- A new study from the National Center for Education Statistics (NCES) shows that students whose parents did not attend college are 19% less likely themselves to finish college than students whose parents have some college experience.
- According to the data, first-generation students are less likely to have participated in advanced placement or college prep courses in high school and are less likely to enroll in college at all after high school graduation, with only 72% of first-generation students enrolling within 10 years compared to 93% of non-first-generation students.
- First-generation students are more likely to enroll in community, technical or for-profit colleges, but less likely to earn degrees from these schools or to transfer to a four-year institution. In fact, only14% of all students attending two-year institutions earn a bachelor's degree after transferring to a four-year institution within six years of college entry.

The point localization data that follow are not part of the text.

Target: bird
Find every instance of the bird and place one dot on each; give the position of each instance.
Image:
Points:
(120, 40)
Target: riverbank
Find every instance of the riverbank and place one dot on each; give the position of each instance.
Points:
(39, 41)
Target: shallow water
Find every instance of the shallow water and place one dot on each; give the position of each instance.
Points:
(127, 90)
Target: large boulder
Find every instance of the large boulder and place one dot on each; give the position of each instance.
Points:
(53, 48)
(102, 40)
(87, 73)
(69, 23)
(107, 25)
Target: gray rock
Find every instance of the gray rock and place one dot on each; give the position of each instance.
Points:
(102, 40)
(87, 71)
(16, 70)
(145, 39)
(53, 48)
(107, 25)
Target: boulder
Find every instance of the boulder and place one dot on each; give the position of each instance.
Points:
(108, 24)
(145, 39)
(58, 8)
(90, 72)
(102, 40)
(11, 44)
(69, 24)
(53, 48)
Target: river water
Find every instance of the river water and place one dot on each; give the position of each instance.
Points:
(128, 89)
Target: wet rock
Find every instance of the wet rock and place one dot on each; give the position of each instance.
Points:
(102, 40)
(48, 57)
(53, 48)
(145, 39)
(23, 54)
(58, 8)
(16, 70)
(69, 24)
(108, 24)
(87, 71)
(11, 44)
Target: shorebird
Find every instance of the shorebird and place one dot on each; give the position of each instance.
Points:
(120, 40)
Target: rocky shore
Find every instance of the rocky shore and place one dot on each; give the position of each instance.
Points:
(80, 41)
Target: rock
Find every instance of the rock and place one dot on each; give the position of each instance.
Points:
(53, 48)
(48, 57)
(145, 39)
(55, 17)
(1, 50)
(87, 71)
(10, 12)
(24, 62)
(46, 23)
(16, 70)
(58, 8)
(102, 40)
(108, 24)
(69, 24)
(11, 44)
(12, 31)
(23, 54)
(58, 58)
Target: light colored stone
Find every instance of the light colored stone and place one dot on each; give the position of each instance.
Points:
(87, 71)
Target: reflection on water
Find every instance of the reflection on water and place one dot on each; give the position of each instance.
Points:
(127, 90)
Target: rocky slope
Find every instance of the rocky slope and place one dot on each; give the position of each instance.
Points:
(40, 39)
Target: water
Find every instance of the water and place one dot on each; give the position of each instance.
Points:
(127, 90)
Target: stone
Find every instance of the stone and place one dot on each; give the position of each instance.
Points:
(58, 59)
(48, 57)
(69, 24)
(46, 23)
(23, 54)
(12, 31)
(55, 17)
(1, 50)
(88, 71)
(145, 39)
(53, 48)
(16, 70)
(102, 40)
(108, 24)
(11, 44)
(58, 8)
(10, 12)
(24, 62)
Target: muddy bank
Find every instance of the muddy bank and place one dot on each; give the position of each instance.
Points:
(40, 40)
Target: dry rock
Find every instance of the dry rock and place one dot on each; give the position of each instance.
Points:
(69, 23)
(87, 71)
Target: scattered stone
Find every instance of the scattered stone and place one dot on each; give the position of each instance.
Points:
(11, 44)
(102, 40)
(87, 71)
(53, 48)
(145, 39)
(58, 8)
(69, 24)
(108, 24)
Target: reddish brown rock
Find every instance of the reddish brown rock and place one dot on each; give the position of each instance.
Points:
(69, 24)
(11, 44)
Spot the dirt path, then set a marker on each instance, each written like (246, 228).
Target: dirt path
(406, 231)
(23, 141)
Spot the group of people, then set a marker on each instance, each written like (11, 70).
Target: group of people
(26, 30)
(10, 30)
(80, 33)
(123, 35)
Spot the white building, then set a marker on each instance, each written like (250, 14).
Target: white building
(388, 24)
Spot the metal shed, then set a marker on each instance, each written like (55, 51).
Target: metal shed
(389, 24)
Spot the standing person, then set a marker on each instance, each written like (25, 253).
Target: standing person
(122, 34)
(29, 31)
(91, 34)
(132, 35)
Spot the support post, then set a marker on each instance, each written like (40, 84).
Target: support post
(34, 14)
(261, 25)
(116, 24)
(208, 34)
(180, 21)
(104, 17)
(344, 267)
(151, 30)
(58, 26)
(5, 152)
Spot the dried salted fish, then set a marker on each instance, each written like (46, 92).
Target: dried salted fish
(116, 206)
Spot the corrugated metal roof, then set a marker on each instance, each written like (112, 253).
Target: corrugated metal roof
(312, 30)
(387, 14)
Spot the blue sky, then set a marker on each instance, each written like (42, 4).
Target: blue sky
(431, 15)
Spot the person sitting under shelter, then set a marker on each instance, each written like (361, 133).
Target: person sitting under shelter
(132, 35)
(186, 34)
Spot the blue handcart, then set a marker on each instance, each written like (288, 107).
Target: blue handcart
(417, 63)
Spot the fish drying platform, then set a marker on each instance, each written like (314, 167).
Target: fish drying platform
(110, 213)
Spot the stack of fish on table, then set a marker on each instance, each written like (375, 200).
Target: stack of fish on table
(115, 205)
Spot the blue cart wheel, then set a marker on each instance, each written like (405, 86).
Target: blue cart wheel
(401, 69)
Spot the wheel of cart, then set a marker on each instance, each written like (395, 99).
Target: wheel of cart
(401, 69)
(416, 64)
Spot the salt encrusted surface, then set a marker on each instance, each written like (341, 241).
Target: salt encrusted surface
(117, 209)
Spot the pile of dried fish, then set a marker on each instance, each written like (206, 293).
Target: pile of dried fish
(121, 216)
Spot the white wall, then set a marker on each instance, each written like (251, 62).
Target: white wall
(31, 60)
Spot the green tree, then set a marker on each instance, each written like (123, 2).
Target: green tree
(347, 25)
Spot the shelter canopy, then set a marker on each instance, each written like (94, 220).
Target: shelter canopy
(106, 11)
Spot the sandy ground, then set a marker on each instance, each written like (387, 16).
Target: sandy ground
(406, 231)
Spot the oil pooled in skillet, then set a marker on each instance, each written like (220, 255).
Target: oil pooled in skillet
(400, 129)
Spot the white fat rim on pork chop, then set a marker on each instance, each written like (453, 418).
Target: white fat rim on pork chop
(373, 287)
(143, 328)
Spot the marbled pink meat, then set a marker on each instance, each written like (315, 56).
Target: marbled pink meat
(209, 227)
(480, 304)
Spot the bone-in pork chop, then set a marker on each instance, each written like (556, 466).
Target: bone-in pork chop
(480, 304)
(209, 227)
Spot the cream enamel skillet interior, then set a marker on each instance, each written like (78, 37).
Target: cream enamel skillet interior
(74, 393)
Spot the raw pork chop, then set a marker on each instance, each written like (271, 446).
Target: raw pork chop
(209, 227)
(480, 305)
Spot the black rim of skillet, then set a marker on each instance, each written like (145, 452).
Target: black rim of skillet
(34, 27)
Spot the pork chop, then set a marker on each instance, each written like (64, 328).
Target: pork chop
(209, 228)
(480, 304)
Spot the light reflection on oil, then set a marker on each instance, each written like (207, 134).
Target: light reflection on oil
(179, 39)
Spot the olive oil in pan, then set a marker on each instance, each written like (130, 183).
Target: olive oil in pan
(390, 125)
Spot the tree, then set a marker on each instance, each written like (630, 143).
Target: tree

The unspoken liability for most first-generation college students is a lack of resources, and with that financial challenge are the cultural and economic resources that impede these students from even considering college. Arizona State University is one example of how institutions directly reach out to parents to help them understand how college helps to advance earning potential and why students should not be pressured to forego college in order to help with household financial support.
Another challenge for this student group is their access to money to help in paying for associated educational costs, such as transportation, textbooks, and food. Institutions in Florida, Maryland, and Virginia are piloting open-source textbook and material access to help lower expenses for students while increasing prospects for completion.
Addressing the orbital resource and cultural issues for students is the biggest fight in encouraging college completion; at least until campuses have to deal with helping students to feel welcomed on campus if they are in racial, economic minority groups.